A workaround is to then suspend to memory and resume, the e1000 will work again. This is repeatable each time.

Not sure if anyone else noticed this.

[adding netdev to the cc]


unfortunately I didn't.

e1000 has a special e1000_pci_save_state/e1000_pci_restore_state set of routines that save and restore the configuration space. the fact that it works for suspend to memory to me suggests that there is nothing wrong with that.

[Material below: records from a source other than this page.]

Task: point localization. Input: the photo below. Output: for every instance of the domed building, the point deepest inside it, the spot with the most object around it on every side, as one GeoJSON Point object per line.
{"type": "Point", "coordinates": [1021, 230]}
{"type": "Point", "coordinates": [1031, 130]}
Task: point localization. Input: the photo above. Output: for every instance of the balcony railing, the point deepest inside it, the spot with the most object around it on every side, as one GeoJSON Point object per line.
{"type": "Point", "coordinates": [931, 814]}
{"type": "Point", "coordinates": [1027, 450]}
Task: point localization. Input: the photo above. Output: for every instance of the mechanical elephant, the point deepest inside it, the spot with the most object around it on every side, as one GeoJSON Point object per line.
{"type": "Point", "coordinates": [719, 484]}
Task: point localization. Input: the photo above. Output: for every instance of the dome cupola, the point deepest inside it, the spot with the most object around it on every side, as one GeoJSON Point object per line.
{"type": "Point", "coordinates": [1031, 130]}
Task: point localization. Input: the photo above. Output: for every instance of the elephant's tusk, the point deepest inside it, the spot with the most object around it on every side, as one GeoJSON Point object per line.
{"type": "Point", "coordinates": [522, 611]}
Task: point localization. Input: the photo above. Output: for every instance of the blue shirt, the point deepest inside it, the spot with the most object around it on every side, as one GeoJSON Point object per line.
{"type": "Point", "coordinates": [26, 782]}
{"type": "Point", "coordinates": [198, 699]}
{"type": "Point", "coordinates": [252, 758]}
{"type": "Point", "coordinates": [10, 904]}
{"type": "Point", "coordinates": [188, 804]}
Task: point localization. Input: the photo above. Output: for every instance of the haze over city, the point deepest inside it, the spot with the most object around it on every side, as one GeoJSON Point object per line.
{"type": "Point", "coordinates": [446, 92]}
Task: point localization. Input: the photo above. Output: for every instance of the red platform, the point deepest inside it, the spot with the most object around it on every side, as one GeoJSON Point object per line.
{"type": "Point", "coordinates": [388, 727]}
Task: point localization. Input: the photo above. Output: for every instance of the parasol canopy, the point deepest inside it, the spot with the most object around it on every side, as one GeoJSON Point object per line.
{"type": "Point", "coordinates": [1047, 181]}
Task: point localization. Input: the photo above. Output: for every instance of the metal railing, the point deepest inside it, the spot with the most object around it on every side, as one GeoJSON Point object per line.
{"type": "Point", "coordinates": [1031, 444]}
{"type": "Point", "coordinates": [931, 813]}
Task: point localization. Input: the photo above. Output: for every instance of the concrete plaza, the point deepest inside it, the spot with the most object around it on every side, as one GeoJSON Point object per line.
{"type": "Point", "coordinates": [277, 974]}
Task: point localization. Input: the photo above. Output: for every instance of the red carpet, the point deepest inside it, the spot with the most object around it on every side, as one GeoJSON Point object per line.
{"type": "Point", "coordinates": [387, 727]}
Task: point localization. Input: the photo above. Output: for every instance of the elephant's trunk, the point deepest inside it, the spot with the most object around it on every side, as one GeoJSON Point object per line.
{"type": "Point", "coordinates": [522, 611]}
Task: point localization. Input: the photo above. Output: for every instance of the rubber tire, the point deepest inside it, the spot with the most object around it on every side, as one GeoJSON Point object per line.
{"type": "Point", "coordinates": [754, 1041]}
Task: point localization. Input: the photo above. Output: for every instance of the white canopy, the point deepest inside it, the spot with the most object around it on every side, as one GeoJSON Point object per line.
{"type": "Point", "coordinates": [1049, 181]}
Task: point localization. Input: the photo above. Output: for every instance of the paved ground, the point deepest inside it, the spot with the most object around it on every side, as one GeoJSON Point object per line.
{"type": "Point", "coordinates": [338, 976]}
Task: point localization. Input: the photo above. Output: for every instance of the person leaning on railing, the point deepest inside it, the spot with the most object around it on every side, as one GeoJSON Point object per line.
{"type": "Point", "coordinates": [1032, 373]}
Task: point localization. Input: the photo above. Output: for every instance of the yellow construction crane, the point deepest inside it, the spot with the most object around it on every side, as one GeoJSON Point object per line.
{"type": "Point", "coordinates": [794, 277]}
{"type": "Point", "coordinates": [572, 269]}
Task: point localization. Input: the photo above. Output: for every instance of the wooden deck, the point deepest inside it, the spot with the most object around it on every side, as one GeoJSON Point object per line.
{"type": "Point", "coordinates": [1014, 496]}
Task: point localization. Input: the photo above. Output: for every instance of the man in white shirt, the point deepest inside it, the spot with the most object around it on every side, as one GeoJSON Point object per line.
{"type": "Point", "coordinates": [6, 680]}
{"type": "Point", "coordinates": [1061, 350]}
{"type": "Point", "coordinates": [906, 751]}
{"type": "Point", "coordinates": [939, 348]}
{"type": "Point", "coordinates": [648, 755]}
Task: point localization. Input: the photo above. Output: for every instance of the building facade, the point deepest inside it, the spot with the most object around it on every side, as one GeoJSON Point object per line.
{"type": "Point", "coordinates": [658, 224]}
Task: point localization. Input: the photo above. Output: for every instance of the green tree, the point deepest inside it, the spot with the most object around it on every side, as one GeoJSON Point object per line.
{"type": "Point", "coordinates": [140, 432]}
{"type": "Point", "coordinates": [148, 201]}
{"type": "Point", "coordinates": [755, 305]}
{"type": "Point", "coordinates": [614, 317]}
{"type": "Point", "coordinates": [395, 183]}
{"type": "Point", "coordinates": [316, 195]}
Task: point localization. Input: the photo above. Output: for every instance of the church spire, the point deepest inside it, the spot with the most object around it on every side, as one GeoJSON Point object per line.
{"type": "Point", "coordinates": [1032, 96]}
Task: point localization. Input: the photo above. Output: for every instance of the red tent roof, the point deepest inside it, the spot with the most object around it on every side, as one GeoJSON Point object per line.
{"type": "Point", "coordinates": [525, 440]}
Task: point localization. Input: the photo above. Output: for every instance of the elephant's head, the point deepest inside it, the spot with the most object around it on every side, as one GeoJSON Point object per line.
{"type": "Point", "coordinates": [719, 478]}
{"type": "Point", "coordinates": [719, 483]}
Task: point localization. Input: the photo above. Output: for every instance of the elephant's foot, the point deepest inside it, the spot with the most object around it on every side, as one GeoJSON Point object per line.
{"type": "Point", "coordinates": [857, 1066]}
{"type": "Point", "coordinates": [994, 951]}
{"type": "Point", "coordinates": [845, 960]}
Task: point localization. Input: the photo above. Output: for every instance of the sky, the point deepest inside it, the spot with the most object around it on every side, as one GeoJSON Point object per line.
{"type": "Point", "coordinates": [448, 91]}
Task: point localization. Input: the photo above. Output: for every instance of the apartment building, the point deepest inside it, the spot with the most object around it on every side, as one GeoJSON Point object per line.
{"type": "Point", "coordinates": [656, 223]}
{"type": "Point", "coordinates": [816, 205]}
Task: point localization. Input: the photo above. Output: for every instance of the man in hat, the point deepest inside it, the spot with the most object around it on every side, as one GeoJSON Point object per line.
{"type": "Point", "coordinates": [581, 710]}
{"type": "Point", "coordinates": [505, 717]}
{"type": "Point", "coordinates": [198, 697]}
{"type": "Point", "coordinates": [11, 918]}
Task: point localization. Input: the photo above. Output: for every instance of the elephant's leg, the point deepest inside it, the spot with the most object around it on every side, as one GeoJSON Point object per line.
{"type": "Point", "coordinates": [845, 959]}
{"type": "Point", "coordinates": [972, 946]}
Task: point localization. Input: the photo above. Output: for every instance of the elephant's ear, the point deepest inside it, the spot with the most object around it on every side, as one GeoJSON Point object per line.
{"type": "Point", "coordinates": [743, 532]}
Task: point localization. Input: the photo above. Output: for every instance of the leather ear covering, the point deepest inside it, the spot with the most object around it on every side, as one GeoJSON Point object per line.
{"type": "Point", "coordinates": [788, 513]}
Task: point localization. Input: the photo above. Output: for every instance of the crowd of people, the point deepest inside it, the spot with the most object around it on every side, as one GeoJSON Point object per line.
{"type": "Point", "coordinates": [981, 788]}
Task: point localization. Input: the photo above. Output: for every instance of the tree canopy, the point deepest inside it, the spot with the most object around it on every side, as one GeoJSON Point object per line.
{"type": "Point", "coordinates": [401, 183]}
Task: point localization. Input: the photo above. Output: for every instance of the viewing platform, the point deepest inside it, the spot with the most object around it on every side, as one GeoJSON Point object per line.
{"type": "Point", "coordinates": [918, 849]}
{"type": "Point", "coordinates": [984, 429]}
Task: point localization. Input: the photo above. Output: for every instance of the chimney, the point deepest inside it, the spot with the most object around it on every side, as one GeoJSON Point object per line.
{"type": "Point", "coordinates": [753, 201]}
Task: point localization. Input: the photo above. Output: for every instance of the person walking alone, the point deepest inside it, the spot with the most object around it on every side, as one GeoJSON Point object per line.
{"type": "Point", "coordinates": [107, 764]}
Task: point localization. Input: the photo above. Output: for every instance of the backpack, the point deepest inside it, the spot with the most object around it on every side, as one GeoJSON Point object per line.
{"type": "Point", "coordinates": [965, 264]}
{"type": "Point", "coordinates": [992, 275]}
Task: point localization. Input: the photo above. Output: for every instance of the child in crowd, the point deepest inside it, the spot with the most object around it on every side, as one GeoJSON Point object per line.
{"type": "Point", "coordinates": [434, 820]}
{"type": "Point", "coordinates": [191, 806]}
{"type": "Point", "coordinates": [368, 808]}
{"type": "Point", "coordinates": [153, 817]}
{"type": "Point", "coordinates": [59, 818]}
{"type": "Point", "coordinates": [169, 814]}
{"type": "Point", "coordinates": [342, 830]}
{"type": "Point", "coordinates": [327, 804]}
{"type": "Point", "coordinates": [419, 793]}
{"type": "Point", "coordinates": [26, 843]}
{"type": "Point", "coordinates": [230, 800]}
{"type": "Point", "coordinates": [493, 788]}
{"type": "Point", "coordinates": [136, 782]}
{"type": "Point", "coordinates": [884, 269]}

I'm surprised that the t42 comes with a PCI/PCI-X e1000, which changes the need for this special routine, and the routine does the exact same thing as pci_save_state in your case. These special routines are made to handle PCI-E cards properly.

Also there are no config_pm changes related to this in 2.6.18-rc2. Most of this code has been in the kernel for a few major releases afaik. This code worked fine before, so I don't rule out any suspend-related issues. You should certainly compare with 2.6.18-rc1 and make sure it was a regression, perhaps even bisect the e1000-related changes if you have the time, which is about 22 patches or so.

I'll see if I can find out some more once I get back to work.